Though it should have been clear to Icelandic authorities how intertwined the fates of the country’s three banks were, it was strongly believed at the time that Kaupthing, the biggest, would survive – it procured a €500m (£463m) loan from the Icelandic Central Bank on October 6. But this didn’t solve Kaupthing’s liquidity problems in the UK: on October 8 the Treasury stepped in to transfer Kaupthing Edge to ING, a Dutch bank, whereby Singer & Friedlander, Kaupthing’s subsidiary, failed, causing Kaupthing, the Icelandic mother company, to default.
A much harsher fate befell Landsbanki: although defaulted in Iceland the Treasury put out a freezing order on Landsbanki by using the Anti-Terrorism, Crime and Security Act 2001. The Treasury believed that “action to the detriment of the UK’s economy (or part of it) has been or is likely to be taken by certain persons who are the government of or resident of a country or territory outside the UK”.
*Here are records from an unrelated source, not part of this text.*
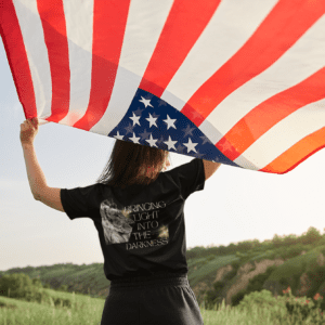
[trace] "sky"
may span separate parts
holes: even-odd
[[[0,270],[55,263],[103,263],[98,232],[88,218],[72,221],[34,199],[27,180],[20,125],[25,120],[0,41]],[[115,140],[49,122],[35,140],[48,184],[73,188],[95,182]],[[192,157],[170,154],[171,167]],[[205,190],[185,203],[187,249],[301,235],[324,230],[325,151],[286,174],[222,165]]]

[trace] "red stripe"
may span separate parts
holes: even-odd
[[[38,0],[52,79],[52,103],[49,121],[58,122],[69,110],[70,69],[66,24],[62,0]]]
[[[220,1],[174,1],[139,88],[161,96]]]
[[[11,0],[0,1],[0,35],[25,117],[37,116],[35,92],[24,39]]]
[[[324,14],[324,0],[281,0],[243,48],[230,58],[190,99],[181,113],[190,117],[193,109],[200,119],[233,91],[276,62]],[[216,91],[216,89],[218,91]]]
[[[129,6],[130,0],[94,1],[90,100],[84,116],[74,125],[75,128],[89,131],[102,118],[108,106]]]
[[[301,139],[259,171],[274,173],[288,172],[323,147],[325,147],[325,128]]]
[[[255,141],[273,126],[297,109],[321,101],[325,98],[325,68],[310,76],[300,83],[272,96],[243,117],[216,146],[220,148],[224,141],[231,143],[236,151],[230,159],[236,159]]]

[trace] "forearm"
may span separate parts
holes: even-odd
[[[29,186],[35,199],[39,199],[40,193],[48,186],[46,176],[37,160],[34,144],[23,144],[22,146]]]

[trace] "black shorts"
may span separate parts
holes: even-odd
[[[110,282],[101,325],[202,325],[187,275],[159,274]]]

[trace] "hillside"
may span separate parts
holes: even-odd
[[[290,286],[295,296],[325,295],[325,235],[310,227],[301,236],[288,235],[260,243],[257,239],[219,247],[194,247],[186,251],[188,281],[199,303],[236,306],[251,291],[283,295]],[[103,264],[72,263],[0,271],[25,273],[46,287],[105,298],[109,281]]]

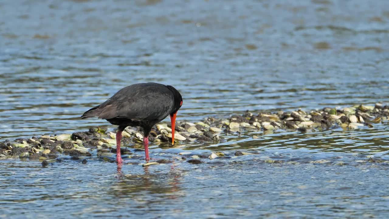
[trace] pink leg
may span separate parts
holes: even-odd
[[[123,163],[120,155],[120,141],[121,141],[121,131],[116,132],[116,162],[118,164]]]
[[[146,161],[149,162],[150,157],[149,157],[149,136],[145,136],[143,137],[143,145],[145,147],[145,153],[146,154]]]

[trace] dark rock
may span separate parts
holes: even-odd
[[[84,142],[84,145],[85,145],[86,143],[90,146],[97,147],[100,145],[99,141],[96,140],[88,140]],[[84,146],[84,147],[85,146]]]
[[[28,152],[26,148],[12,148],[11,155],[19,155],[22,153]]]
[[[77,160],[80,160],[80,159],[81,159],[81,158],[80,158],[80,157],[81,157],[81,156],[77,156],[77,155],[75,155],[74,156],[72,156],[72,157],[70,157],[70,159],[72,160],[73,160],[73,161],[77,161]]]
[[[39,160],[39,157],[40,157],[41,155],[39,154],[33,154],[30,155],[30,156],[28,156],[28,159],[30,160]]]
[[[270,125],[273,125],[274,127],[278,127],[279,128],[281,128],[279,125],[277,124],[277,123],[274,122],[272,122],[270,124]]]
[[[40,145],[54,145],[56,146],[57,144],[54,142],[49,140],[48,139],[42,139],[40,140]]]
[[[240,151],[237,151],[235,152],[235,154],[234,154],[235,156],[242,156],[243,155],[243,154],[242,154],[242,152],[240,152]]]
[[[54,159],[58,157],[58,155],[55,154],[49,154],[46,155],[46,157],[48,159]]]
[[[184,128],[186,129],[187,130],[188,129],[191,127],[191,126],[189,124],[185,124],[182,125],[183,127]]]
[[[75,141],[77,139],[79,139],[81,141],[85,141],[86,140],[88,140],[90,139],[90,138],[88,135],[86,134],[84,132],[74,132],[72,134],[72,139]]]
[[[205,131],[203,133],[203,134],[204,135],[211,138],[212,138],[212,137],[214,136],[213,134],[212,134],[212,132],[211,132]]]
[[[294,122],[291,121],[287,120],[285,122],[285,125],[290,129],[295,129],[296,127],[294,127],[295,125],[295,124]]]
[[[291,114],[291,117],[293,117],[293,120],[294,121],[301,121],[301,117],[300,117],[300,115],[298,115],[294,113],[292,113]]]
[[[165,134],[163,134],[161,136],[160,136],[158,138],[159,138],[159,139],[160,139],[162,141],[165,141],[165,142],[170,141],[172,139],[168,137],[168,136]]]
[[[307,128],[299,128],[297,129],[297,131],[302,132],[306,132]]]
[[[89,128],[89,134],[93,135],[99,135],[102,134],[105,134],[107,132],[106,126],[98,126],[97,127],[91,127]]]
[[[27,144],[32,144],[32,143],[33,143],[34,142],[35,142],[35,141],[32,141],[31,140],[30,140],[29,139],[27,139],[27,141],[26,141],[27,142]]]
[[[207,159],[208,158],[208,157],[209,157],[210,155],[210,154],[208,155],[206,154],[200,154],[198,155],[198,157],[200,158]]]
[[[349,118],[347,118],[346,116],[342,116],[340,117],[339,118],[340,120],[340,121],[342,122],[342,123],[345,123],[345,122],[350,122],[350,120],[349,120]]]
[[[320,116],[312,116],[311,118],[311,121],[314,122],[321,123],[321,120],[323,119],[323,117]]]
[[[73,148],[74,145],[70,141],[64,141],[61,145],[61,147],[65,149],[68,149]]]
[[[270,122],[270,118],[268,117],[258,117],[258,122]]]
[[[49,165],[49,162],[47,161],[43,161],[42,162],[40,163],[43,166],[46,166]]]
[[[236,120],[231,120],[231,122],[238,122],[240,123],[241,122],[248,122],[249,120],[247,120],[245,118],[241,116],[237,116],[236,115],[233,115],[231,117],[231,118],[236,118]]]
[[[149,141],[151,142],[152,142],[155,140],[155,137],[154,136],[149,136]]]
[[[74,149],[65,149],[63,150],[63,153],[72,155],[80,156],[81,154],[79,151]]]
[[[111,148],[111,153],[113,153],[114,154],[116,153],[116,148]],[[124,152],[131,152],[131,151],[128,148],[120,148],[120,153],[122,154],[124,154]]]
[[[149,134],[149,137],[150,138],[151,136],[157,137],[157,135],[158,135],[158,134],[155,131],[151,131],[150,132],[150,134]]]
[[[170,161],[169,161],[169,160],[168,160],[167,159],[161,159],[160,160],[158,160],[155,162],[159,164],[167,164],[171,162],[170,162]]]
[[[203,135],[199,136],[197,138],[198,141],[209,141],[212,140],[212,139],[209,137],[207,137]]]
[[[322,119],[321,120],[321,123],[322,125],[324,125],[326,126],[327,127],[331,127],[332,126],[332,124],[331,123],[331,122],[329,122],[328,120]]]
[[[331,117],[328,114],[324,114],[323,115],[323,118],[325,119],[326,120],[328,120],[330,118],[331,118]]]
[[[171,126],[170,126],[170,128],[172,128]],[[174,128],[174,130],[177,132],[184,132],[186,131],[186,129],[185,128],[183,128],[179,125],[176,125]]]
[[[201,164],[202,161],[197,159],[192,159],[188,161],[188,162],[191,164]]]

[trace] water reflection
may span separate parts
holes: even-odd
[[[175,167],[174,163],[167,164],[170,166],[167,172],[155,171],[152,167],[146,166],[143,168],[142,174],[135,175],[123,173],[122,168],[125,164],[117,165],[117,180],[110,189],[115,197],[135,197],[140,193],[161,194],[169,199],[177,198],[179,194],[176,192],[180,190],[180,181],[183,173]]]

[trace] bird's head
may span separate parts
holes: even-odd
[[[170,86],[167,86],[172,91],[174,97],[174,106],[172,111],[170,113],[170,120],[172,122],[172,144],[174,144],[174,129],[175,128],[175,117],[177,111],[182,105],[182,97],[181,94],[175,88]]]

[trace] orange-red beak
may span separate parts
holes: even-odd
[[[175,115],[177,115],[177,112],[173,115],[172,116],[170,115],[170,121],[172,122],[172,145],[174,144],[174,129],[175,128]]]

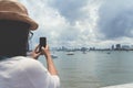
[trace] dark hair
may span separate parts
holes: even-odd
[[[0,20],[0,55],[25,56],[29,28],[24,22]]]

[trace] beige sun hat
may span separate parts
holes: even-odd
[[[38,23],[29,18],[25,7],[18,0],[0,0],[0,20],[22,21],[30,24],[30,30],[38,29]]]

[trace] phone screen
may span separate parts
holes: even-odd
[[[43,46],[43,47],[45,47],[45,45],[47,45],[47,37],[40,37],[40,52],[41,52],[41,47]]]

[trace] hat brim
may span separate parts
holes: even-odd
[[[27,15],[9,12],[9,11],[0,11],[0,20],[14,20],[14,21],[22,21],[30,24],[30,30],[34,31],[38,29],[38,23],[34,22]]]

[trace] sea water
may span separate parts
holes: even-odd
[[[61,88],[100,88],[133,82],[133,52],[55,52]],[[43,56],[39,61],[47,66]]]

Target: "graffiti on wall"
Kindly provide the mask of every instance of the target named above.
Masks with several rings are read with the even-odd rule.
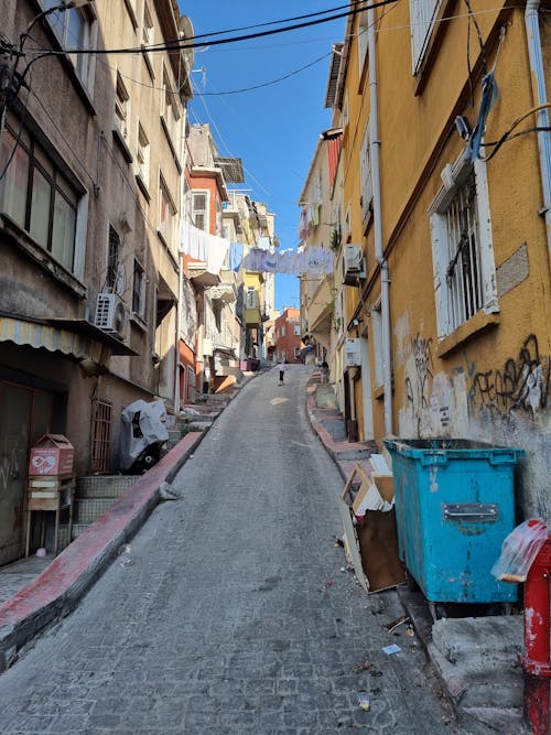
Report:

This Delphic utterance meant that suddenly the Anti-Terrorism Act was able to target the whole of Iceland, with serious effect for the country’s companies and individuals. It took weeks for the Treasury to define the target more accurately. However, the Treasury has never clarified why this nuclear option was necessary. What dreadful deeds did the Treasury so fear that only the Anti-Terrorism Act would do? Or was this only an unfortunate sign of nerves?
There has been no answer as yet – and neither has the whole story of the UK intervention been told: the truth is that on Friday, October 3, the FSA had already required Kaupthing’s and Landsbanki’s subsidiaries to place with the Bank of England the banks’ deposits from October 2 and 3. The FSA was obviously getting worried: after all, 170,000 clients had put £2.6bn into Kaupthing Edge and 300,000 clients had put £4bn in Icesave. Since the demise of Northern Rock the British government had been adamant that private deposit holders would not lose a penny.
Kaupthing complied but nothing came from Heritable, Landsbanki’s subsidiary, so on October 6 the FSA asked Heritable to sign over money held with Barclays and HSBC. The next day the Treasury transferred Heritable’s deposits to the Dutch bank ING. And, as mentioned above, it did the same with Kaupthing Edge on October 8.
There are several intriguing questions that the Treasury has never answered: why did it transfer the deposits from the Icelandic banks to a Dutch bank – one that needed to be saved by the Dutch government only a few days later? There are most likely wheels within wheels here: ING was yet another threat to the volatile UK financial sector, it got financial help for sorting out the Icelandic problem and as a consequence ING was strengthened – until the Dutch government bailed it out. By using ING the Treasury cleverly solved two problems with one action.
Now, a year later, many EU central bankers feel that Iceland was unjustly hit by unclear EU directives on deposits as Iceland struggled with the Icesave debts. The Icelandic government has not clarified what it knew of the UK action on October 3 – and possibly earlier, if the Icelandic Central Bank knew that the FSA had taken action against Kaupthing before the loan of €500m was issued. It is unclear why the British government was so complacent in the summer of 2008. The Government has kept quiet as to why the Dutch bank was used, what necessitated the use of the Anti-Terrorism Act – and it’s still a mystery why the Icelandic banks were allowed to operate unfettered in the UK.